Question

DiffBind: dba.report reports odd FDR values

1

Entering edit mode

biotom ▴ 10

@biotom-7371

Last seen 7.8 years ago

Germany

Dear all,

I am analysing ChIP-Seq data and used DiffBind to compare 3 wildtype vs 3 mutant samples. When calling dba.report(myDBAObject, th=1, bUsePval=TRUE) I receive odd FDR values, i.e. it seems they do not match the p-values since there are several peaks with quite low p-values having higher FDR-values than peaks with higher p-values.

When removing the bUsePval=TRUE option the FDR values seems to be OK again but the resulting list contains about four times less peaks than the initial one.

Thank you for your help.

Kind regards,

Tom

diffbind • 2.1k views

ADD COMMENT • link updated 7.8 years ago by Rory Stark ★ 5.2k • written 7.8 years ago by biotom ▴ 10

score 1 · Answer 1 · 2016-07-27

Hi Tom-

Two things are going on here.

The interesting one concerns how DESeq2 computes multiple-testing adjusted confidence scores (called FDR in DiffBind). An "independent filter" is applied (using the genefilter package) such that only a subset of intervals will be eligible for multiple testing correction. The remainder of intervals will not have an adjusted p-value calculated (reporting a value of NA). In DiffBind, the NA values are converted to FDR values of 1.0 for consistency with edgeR (which uses a more standard multiple testing correction on all the p-values). I refer you to the man page for the results() function in DESeq2, with the relevant passage as follows:

"By default, independent filtering is performed to select a set of genes for multiple test correction which maximizes the number of adjusted p-values less than a given critical value alpha (by default 0.1). See the reference in this man page for details on independent filtering. The filter used for maximizing the number of rejections is the mean of normalized counts for all samples in the dataset. Several arguments from the filtered_p function of the genefilter package (used within the results function) are provided here to control the independent filtering behavior. In DESeq2 version >= 1.10, the threshold that is chosen is the lowest quantile of the filter for which the number of rejections is close to the peak of a curve fit to the number of rejections over the filter quantiles. 'Close to' is defined as within 1 residual standard deviation.

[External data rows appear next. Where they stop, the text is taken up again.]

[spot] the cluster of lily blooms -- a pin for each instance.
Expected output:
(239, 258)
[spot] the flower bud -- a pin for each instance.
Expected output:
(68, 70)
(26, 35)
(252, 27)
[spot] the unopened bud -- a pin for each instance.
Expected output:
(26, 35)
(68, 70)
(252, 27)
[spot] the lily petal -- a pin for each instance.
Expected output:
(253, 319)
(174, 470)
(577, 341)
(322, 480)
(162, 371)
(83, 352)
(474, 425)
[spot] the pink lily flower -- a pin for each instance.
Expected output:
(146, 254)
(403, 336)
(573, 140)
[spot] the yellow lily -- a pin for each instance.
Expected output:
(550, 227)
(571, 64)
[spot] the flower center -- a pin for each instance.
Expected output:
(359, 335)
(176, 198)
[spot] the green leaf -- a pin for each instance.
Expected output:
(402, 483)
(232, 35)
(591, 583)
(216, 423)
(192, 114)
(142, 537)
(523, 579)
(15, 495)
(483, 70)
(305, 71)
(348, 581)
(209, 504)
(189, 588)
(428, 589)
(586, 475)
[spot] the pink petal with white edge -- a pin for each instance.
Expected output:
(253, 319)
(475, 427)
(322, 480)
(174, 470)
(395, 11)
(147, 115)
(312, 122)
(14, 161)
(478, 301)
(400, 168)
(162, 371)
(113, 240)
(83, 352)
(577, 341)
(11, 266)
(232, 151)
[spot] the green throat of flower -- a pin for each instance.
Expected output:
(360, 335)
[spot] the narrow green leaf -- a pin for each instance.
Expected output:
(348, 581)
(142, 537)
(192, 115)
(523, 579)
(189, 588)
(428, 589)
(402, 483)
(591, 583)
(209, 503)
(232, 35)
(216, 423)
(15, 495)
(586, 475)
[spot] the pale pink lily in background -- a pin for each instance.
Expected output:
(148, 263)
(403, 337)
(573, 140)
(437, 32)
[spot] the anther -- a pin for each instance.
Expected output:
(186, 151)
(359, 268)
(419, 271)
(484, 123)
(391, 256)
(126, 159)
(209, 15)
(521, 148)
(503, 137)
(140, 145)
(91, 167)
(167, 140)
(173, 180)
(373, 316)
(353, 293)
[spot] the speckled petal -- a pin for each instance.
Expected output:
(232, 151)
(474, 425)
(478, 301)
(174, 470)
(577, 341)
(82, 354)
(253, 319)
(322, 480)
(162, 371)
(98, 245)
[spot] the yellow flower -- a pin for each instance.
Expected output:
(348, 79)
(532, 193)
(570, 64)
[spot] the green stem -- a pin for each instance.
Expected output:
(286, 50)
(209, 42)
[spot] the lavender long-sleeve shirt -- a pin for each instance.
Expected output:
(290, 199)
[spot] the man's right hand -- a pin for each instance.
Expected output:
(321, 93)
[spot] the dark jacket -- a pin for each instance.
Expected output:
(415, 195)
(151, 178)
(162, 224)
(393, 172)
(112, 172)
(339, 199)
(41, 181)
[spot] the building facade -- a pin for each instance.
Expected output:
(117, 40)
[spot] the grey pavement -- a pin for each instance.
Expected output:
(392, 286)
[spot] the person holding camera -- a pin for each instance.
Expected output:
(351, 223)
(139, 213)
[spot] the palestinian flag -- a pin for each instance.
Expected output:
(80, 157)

The adjusted p-values for the genes which do not pass the filter threshold are set to NA."

In practice, DESeq2 can exclude sites with low p-values from being assigned an adjusted p-value while reporting one for sites with higher p-values. If you don't want to use DESeq2's filtering, you can apply a standard multiple testing correction such as p.adjust() to the full set of p-values.

The second issue is an inconsistency with how thresholds are treated in DiffBind. I have checked in a fix (v2.0.3) to address this, so that sites will always be considered significantly differentially bound if their confidence score is less than or equal to the threshold (rather than only less than in certain cases). After this fix, you should get the same number of results (all the sites in the binding matrix) from dba.report() when th=1, regardless of how bUsePval is set.